BACKGROUND: Prostate cancer is a significant global health concern, particularly among ageing male populations, with a disproportionately higher burden in sub-Saharan Africa. Conventional treatments, though effective, are costly and cause devastating side effects which limit their clinical benefits. Hence, this study evaluated the in vitro antiprostate cancer properties and secondary metabolites of dichloromethane and ethyl acetate lead extracts of Vitex doniana to explore safer and efficacious natural alternatives based on ethnomedicinal claims. METHODS: Phytochemical profiling was conducted using gas chromatography-mass spectrometry (GC-MS) analysis to identify secondary metabolites in the extracts. The cytotoxic effects of the extracts were determined through the MTT assay using Vero CCL-81 cells and DU-145 cells. The expression profile of the selected genes (ar, bcl2, caspase-3, cdk1, and p53) in DU-145 cells treated with the study extracts was investigated using RT-qPCR. RESULTS: GC-MS analysis revealed 10 secondary metabolites in the dichloromethane extract and 27 secondary metabolites in the ethyl acetate extract of V. doniana leaves, with the majority being sesquiterpenes, diterpenoids, and phytosterols.
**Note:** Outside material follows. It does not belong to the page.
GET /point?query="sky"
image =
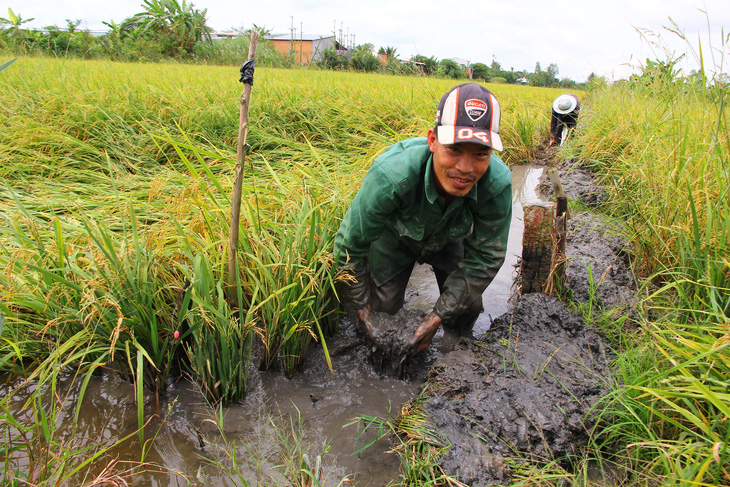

The dichloromethane and ethyl acetate leaf extracts of V. doniana exhibited low cytotoxicity against normal mammalian epithelial cells (Vero CCL-81), with CC(50) values of 1,238.85 μg/mL and 964.81 μg/mL, respectively. Besides, the ethyl acetate leaf extract of the studied plant demonstrated potent anti-prostate cancer activity against DU-145 cells, with an IC(50) of 35.68 μg/mL and a high selectivity index (SI) of 27.04. Likewise, the dichloromethane leaf extract of this plant displayed cytotoxic effects (IC(50): 287.01 μg/mL) and a selectivity index of 4.32. The reference drug (Doxorubicin) showed a higher toxicity against Vero CCL-81(IC(50): 0.41 μg/mL) and DU-145 (IC(50): 0.28 μg/mL) cells and a lower selectivity index of 1.46. The DU-145 cells treated with the studied plant extracts exhibited notable upregulation of ar and bcl2, and normalization of caspase 3, cdk1 and p53 expression. CONCLUSION: The studied plant extracts possess in vitro anti-prostate cancer properties and could be promising candidates for further preclinical studies aimed at developing novel botanical-based therapies for the management of prostate cancer.